Otherwise, in order to manage the end-of-life of structures, a consortium of aerospace manufacturers (EADS Astrium Space Transportation, Snecma Propulsion Solide, etc.) has been working on the Recco project (acronym for Recycling carbon fiber reinforced composites). The solvolysis process has been chosen for removing the thermoset matrix. In this technological and industrial background, all the stakeholders involved are analyzing an early integration of the recycling constraints and possibilities, in the design process of carbon composite parts. The next sections will explain the integration levels we face into develop a design for recovery approach.

3 Composite Design for Recovery

In order to take the end-of-life information into consideration from the product design phase, we naturally opted for design for X approaches. In our case, we worked on design for recovery (rather than recycling); taking disassembly into consideration, it should lead designers to propose recovery solutions for products or composite parts. In this approach, all the recycling requirements are considered as input (data) that must be taken into account in the product’s functional specifications. Consequently from a semantic point of view, we also encourage the use of the term recovery instead of recycling, to emphasize the second life or second use of the product or of its constituents, after the recycling phase.

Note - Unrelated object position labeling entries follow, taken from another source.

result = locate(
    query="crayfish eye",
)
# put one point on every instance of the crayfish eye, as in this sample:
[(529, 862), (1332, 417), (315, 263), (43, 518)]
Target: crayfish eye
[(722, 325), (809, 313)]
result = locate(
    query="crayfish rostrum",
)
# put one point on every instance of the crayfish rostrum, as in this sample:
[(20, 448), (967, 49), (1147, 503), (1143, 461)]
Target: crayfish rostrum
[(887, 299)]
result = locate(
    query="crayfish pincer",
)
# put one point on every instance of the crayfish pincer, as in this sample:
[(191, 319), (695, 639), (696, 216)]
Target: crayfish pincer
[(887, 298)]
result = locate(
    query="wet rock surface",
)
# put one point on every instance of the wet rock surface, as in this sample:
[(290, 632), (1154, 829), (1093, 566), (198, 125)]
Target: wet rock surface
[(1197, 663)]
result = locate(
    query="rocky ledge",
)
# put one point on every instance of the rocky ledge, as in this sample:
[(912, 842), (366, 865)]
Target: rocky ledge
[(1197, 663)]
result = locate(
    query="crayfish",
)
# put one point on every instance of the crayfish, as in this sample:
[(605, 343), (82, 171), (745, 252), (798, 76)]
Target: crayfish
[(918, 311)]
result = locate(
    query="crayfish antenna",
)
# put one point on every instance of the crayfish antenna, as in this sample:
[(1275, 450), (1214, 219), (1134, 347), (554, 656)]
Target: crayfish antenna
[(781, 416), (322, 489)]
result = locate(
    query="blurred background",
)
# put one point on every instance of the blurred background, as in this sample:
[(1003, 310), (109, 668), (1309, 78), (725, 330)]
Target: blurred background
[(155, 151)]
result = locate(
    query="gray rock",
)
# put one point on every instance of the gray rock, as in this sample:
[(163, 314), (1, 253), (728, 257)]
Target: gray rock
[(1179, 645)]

Lastly, we shift from the cradle to grave cycle to the spirit of cradle to cradle. Thus, even if we are using a design for recycling methodology or using the term recycling, we consider it to be a dynamic state, like a rebirth for future use, and not as a static and final goal. This means to consider future product design or future second life material from the recycling level. In other words, we are in two dual areas of research:

  • firstly, design for end-of-life can be summarized as design for recovery;

  • secondly, from recycling to design, the research deals with robust material recycled for design, that is to say constituents for which mechanical properties remain intrinsically invariant.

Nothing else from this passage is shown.